Updated by Yingxin Cheng about 1 year ago
Looking at the logs from osd.1 in matan-2025-03-09_12:30:44-crimson-rados-wip-matanb-crimson-only-testing-6-mar-distro-crimson-smithi/8176595,
it appears one of the stuck ops may be due to a ms bug - this reply is sent to the messenger but never makes it onto the wire:
The cross-core id (from the shard 1 to 2) kept increasing (29,30...) in the followup logs and the connection doesn't break atm:
... 79986:DEBUG 2025-03-09 13:47:16,584 [shard 1:main] ms - [0x5110001d6b80 osd.1(client) v2:172.21.15.17:6804/4139576993 >> client.4244 172.21.15.17:0/2218821415] send 29 send() to core 2 -- osd_op_reply(279 smithi01736657-10 [read 0~1 out=1b] v23'20 uv20 ondisk = 0) v8 79992:DEBUG 2025-03-09 13:47:16,585 [shard 2:main] ms - [0x5110001d6b80 osd.1(client) v2:172.21.15.17:6804/4139576993 >> client.4244 172.21.15.17:0/2218821415] got 29 do_send() from core 1 -- osd_op_reply(279 smithi01736657-10 [read 0~1 out=1b] v23'20 uv20 ondisk = 0) v8 ... 95764:DEBUG 2025-03-09 13:47:18,746 [shard 1:main] ms - [0x5110001d6b80 osd.1(client) v2:172.21.15.17:6804/4139576993 >> client.4244 172.21.15.17:0/2218821415] send 30 send() to core 2 -- osd_op_reply(315 smithi01736657-50 [write 742876~447756] v25'27 uv27 ondisk = 0) v8 95805:DEBUG 2025-03-09 13:47:18,747 [shard 2:main] ms - [0x5110001d6b80 osd.1(client) v2:172.21.15.17:6804/4139576993 >> client.4244 172.21.15.17:0/2218821415] got 30 do_send() from core 1 -- osd_op_reply(315 smithi01736657-50 [write 742876~447756] v25'27 uv27 ondisk = 0) v8 ... 96310:DEBUG 2025-03-09 13:47:18,760 [shard 1:main] ms - [0x5110001d6b80 osd.1(client) v2:172.21.15.17:6804/4139576993 >> client.4244 172.21.15.17:0/2218821415] send 31 send() to core 2 -- osd_op_reply(316 smithi01736657-50 [write 1729599~575687] v25'27 uv27 ondisk = 0) v8 ... 96358:DEBUG 2025-03-09 13:47:18,762 [shard 2:main] ms - [0x5110001d6b80 osd.1(client) v2:172.21.15.17:6804/4139576993 >> client.4244 172.21.15.17:0/2218821415] got 31 do_send() from core 1 -- osd_op_reply(316 smithi01736657-50 [write 1729599~575687] v25'27 uv27 ondisk = 0) v8 ...
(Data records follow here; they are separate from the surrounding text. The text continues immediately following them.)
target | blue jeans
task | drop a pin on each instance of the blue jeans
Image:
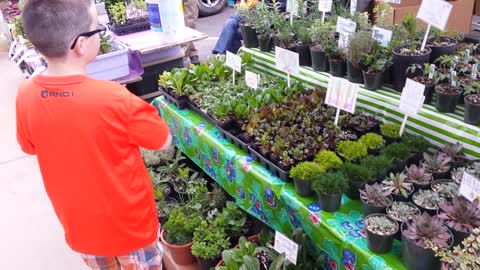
(230, 38)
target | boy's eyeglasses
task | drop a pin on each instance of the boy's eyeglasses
(101, 29)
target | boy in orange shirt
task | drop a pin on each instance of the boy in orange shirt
(86, 134)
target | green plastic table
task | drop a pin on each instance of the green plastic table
(340, 236)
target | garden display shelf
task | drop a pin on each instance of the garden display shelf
(340, 236)
(439, 128)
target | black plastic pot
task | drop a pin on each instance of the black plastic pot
(304, 55)
(369, 209)
(338, 68)
(380, 244)
(402, 62)
(265, 44)
(330, 202)
(373, 81)
(319, 61)
(472, 113)
(354, 74)
(207, 264)
(249, 36)
(303, 188)
(439, 51)
(446, 103)
(418, 258)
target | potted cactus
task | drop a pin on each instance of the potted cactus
(381, 230)
(303, 174)
(400, 189)
(418, 176)
(461, 216)
(437, 164)
(416, 233)
(375, 199)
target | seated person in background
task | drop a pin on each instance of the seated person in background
(231, 38)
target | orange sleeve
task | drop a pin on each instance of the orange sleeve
(23, 140)
(145, 127)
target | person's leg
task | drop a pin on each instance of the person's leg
(147, 258)
(228, 35)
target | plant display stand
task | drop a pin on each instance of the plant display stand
(340, 236)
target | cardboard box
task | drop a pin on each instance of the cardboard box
(460, 18)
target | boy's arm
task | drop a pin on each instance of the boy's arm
(22, 138)
(145, 127)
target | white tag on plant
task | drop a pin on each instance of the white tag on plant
(382, 35)
(470, 187)
(284, 245)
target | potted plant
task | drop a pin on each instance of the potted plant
(360, 44)
(446, 188)
(397, 185)
(303, 174)
(428, 201)
(415, 234)
(351, 150)
(329, 188)
(322, 35)
(381, 230)
(418, 176)
(461, 217)
(440, 45)
(406, 55)
(373, 141)
(463, 256)
(375, 199)
(357, 176)
(472, 104)
(375, 66)
(437, 164)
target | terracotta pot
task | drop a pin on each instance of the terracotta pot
(181, 255)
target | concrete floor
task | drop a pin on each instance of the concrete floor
(30, 235)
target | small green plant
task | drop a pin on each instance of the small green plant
(328, 160)
(352, 150)
(306, 171)
(390, 130)
(330, 183)
(373, 141)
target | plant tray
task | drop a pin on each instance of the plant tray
(181, 103)
(121, 30)
(283, 175)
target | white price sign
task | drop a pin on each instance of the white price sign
(325, 5)
(342, 94)
(435, 13)
(252, 79)
(382, 35)
(412, 97)
(234, 62)
(470, 187)
(284, 245)
(346, 25)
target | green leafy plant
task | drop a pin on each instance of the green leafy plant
(330, 183)
(328, 160)
(306, 171)
(352, 150)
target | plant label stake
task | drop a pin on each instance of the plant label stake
(470, 187)
(342, 95)
(235, 63)
(435, 13)
(283, 244)
(252, 79)
(411, 101)
(324, 6)
(288, 62)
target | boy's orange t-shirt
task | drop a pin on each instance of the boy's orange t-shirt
(86, 134)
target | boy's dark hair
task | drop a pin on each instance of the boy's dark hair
(52, 25)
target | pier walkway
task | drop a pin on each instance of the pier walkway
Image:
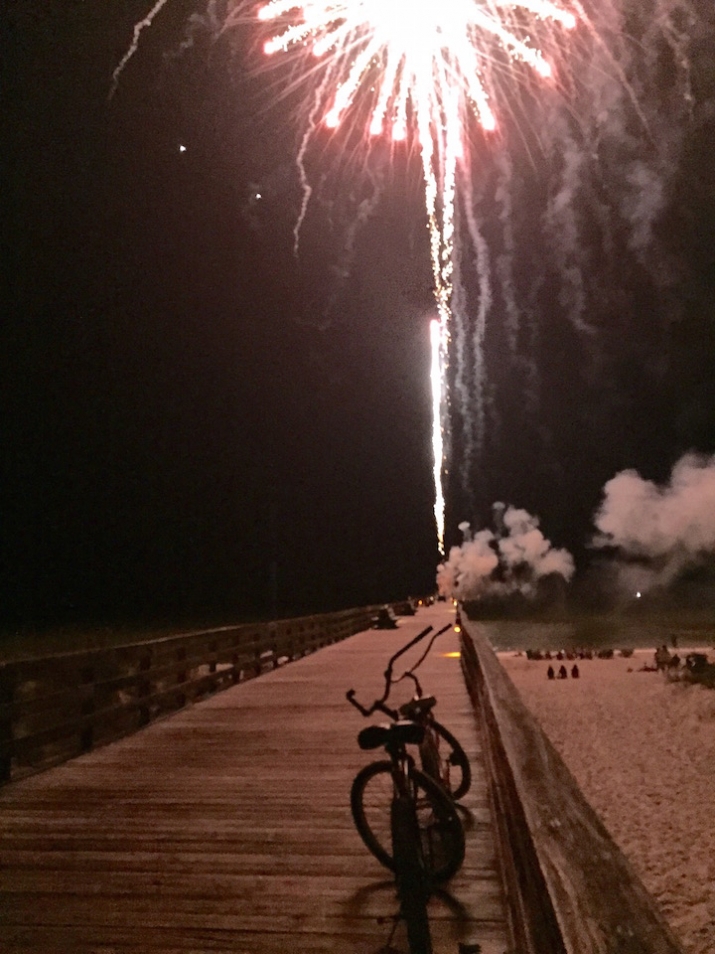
(227, 826)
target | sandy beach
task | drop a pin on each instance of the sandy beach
(643, 752)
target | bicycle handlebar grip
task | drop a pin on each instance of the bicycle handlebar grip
(350, 696)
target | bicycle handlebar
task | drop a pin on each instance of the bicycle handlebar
(379, 704)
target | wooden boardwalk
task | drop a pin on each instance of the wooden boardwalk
(227, 826)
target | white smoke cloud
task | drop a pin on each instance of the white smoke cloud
(498, 564)
(659, 531)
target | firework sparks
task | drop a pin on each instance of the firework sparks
(435, 71)
(426, 74)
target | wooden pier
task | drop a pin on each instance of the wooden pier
(224, 824)
(227, 827)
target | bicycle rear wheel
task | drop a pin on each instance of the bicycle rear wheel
(412, 879)
(455, 772)
(440, 828)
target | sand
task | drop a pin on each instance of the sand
(642, 749)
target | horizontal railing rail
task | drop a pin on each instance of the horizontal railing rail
(57, 707)
(570, 888)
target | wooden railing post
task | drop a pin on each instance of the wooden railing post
(7, 694)
(87, 707)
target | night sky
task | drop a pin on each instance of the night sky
(199, 426)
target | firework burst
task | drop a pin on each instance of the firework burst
(430, 70)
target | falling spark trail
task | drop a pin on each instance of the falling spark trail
(138, 29)
(436, 70)
(436, 340)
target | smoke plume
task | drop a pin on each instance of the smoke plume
(497, 563)
(659, 531)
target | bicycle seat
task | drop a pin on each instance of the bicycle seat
(417, 707)
(397, 733)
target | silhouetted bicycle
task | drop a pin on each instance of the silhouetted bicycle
(441, 755)
(426, 835)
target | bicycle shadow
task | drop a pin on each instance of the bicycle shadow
(378, 902)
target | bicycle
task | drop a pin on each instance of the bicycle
(377, 785)
(441, 755)
(426, 834)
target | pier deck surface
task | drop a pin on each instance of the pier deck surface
(227, 826)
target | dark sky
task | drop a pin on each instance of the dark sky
(186, 404)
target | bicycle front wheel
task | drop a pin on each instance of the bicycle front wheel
(413, 883)
(440, 828)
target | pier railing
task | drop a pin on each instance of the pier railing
(570, 888)
(60, 706)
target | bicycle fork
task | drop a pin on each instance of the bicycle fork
(413, 883)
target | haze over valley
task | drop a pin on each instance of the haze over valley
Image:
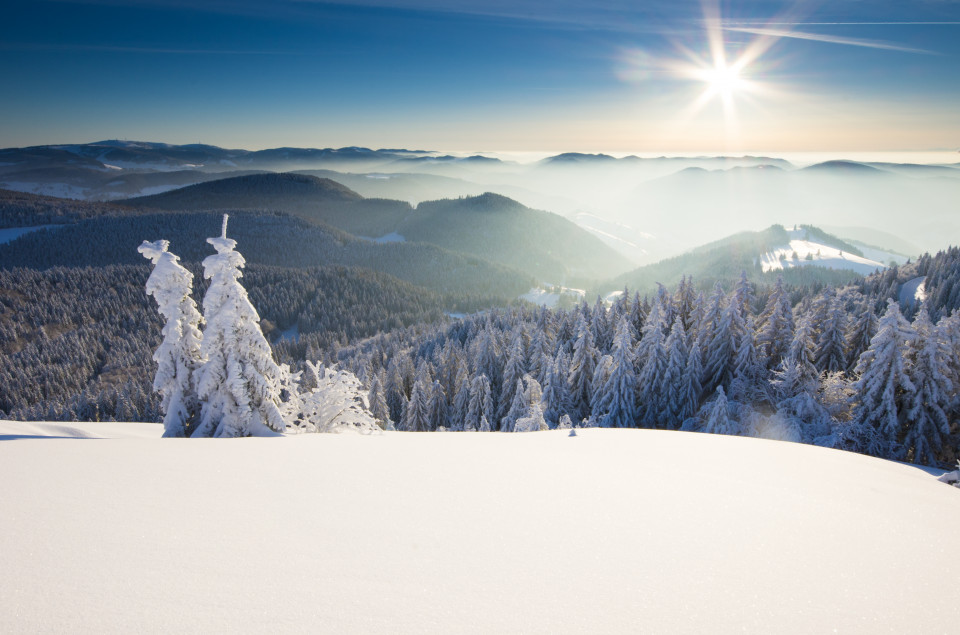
(463, 316)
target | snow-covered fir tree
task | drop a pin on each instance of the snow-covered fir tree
(518, 408)
(179, 355)
(775, 326)
(717, 419)
(615, 405)
(556, 395)
(832, 343)
(652, 360)
(884, 387)
(416, 416)
(675, 390)
(480, 408)
(582, 367)
(532, 419)
(927, 423)
(513, 372)
(239, 384)
(378, 402)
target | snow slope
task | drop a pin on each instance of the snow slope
(820, 256)
(608, 531)
(550, 295)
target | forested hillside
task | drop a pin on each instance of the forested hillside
(265, 238)
(723, 260)
(500, 229)
(18, 209)
(316, 200)
(489, 226)
(77, 342)
(770, 361)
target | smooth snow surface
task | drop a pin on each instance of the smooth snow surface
(550, 295)
(820, 256)
(610, 531)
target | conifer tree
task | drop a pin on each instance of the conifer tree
(775, 326)
(556, 397)
(518, 407)
(927, 423)
(616, 403)
(480, 408)
(178, 356)
(378, 402)
(439, 411)
(416, 416)
(513, 372)
(718, 419)
(861, 332)
(461, 400)
(801, 355)
(832, 344)
(884, 387)
(652, 360)
(749, 383)
(674, 385)
(239, 384)
(582, 368)
(721, 353)
(600, 377)
(532, 419)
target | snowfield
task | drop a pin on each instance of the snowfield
(820, 255)
(608, 531)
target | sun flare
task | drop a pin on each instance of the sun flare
(723, 79)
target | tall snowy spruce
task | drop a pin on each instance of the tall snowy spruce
(582, 368)
(178, 356)
(884, 387)
(930, 374)
(239, 384)
(615, 404)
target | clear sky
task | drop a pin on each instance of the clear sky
(539, 75)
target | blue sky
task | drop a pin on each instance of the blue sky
(495, 75)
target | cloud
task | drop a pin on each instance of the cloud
(832, 39)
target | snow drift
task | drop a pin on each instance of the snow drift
(608, 531)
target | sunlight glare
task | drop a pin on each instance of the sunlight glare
(723, 79)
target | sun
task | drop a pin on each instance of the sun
(723, 79)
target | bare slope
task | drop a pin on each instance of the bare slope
(610, 531)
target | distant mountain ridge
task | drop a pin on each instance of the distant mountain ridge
(488, 226)
(723, 260)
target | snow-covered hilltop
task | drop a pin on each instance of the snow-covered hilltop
(610, 531)
(803, 251)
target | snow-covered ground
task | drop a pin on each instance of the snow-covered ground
(610, 531)
(550, 295)
(820, 255)
(880, 255)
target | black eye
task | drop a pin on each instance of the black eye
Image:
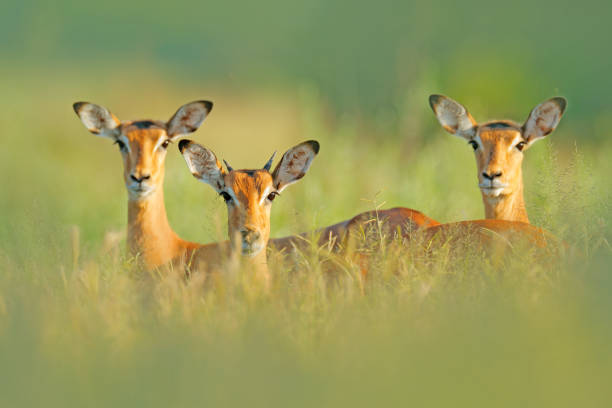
(226, 196)
(120, 144)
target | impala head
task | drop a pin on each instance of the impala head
(498, 145)
(142, 143)
(248, 194)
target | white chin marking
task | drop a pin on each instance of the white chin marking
(136, 194)
(492, 192)
(252, 251)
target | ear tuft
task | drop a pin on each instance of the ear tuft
(561, 102)
(294, 164)
(434, 100)
(188, 118)
(453, 116)
(315, 145)
(202, 163)
(543, 119)
(183, 144)
(97, 119)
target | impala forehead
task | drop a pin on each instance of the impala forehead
(249, 183)
(498, 137)
(142, 137)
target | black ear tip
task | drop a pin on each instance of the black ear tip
(207, 105)
(77, 106)
(183, 144)
(315, 145)
(434, 100)
(561, 102)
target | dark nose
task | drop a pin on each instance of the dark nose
(491, 176)
(139, 180)
(249, 235)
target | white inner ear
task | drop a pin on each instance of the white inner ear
(187, 119)
(454, 116)
(230, 191)
(203, 165)
(265, 194)
(543, 120)
(162, 138)
(98, 119)
(126, 142)
(514, 142)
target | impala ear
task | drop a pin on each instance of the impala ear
(453, 116)
(188, 118)
(202, 163)
(97, 119)
(543, 119)
(294, 164)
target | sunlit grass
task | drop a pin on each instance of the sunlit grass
(81, 326)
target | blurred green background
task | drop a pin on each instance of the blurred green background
(356, 76)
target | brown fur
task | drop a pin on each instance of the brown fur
(499, 154)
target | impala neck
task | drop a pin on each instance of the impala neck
(510, 207)
(149, 233)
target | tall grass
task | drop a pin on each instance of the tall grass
(80, 326)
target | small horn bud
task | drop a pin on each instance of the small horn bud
(268, 165)
(229, 168)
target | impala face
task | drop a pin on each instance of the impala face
(248, 194)
(498, 145)
(143, 143)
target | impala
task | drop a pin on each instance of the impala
(143, 145)
(248, 195)
(499, 146)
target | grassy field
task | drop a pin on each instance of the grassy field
(80, 327)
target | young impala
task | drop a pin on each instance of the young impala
(248, 195)
(499, 146)
(143, 145)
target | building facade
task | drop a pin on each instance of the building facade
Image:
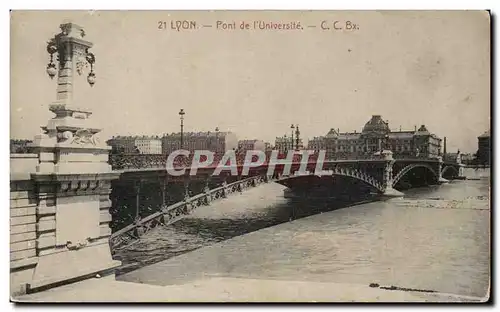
(376, 136)
(251, 145)
(484, 148)
(135, 145)
(212, 141)
(284, 143)
(123, 144)
(148, 144)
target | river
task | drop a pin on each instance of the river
(434, 238)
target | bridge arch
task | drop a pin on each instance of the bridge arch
(448, 168)
(169, 214)
(345, 172)
(409, 168)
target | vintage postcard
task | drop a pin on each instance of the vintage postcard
(250, 156)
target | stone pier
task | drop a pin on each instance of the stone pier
(60, 193)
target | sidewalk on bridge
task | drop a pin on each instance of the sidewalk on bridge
(228, 290)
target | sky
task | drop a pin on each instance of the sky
(413, 68)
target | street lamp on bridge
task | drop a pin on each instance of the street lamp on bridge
(80, 53)
(181, 114)
(216, 139)
(297, 133)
The logs by themselves looked normal to me.
Updated by Josh Durgin about 1 year ago
Reproduced with client side logging to make lost lines less of an issue:
In this case it looks to be related to not waking waiters or finishing recovery correctly - all the unanswered ops are hung waiting for recovery for their objects to be readable on the primary.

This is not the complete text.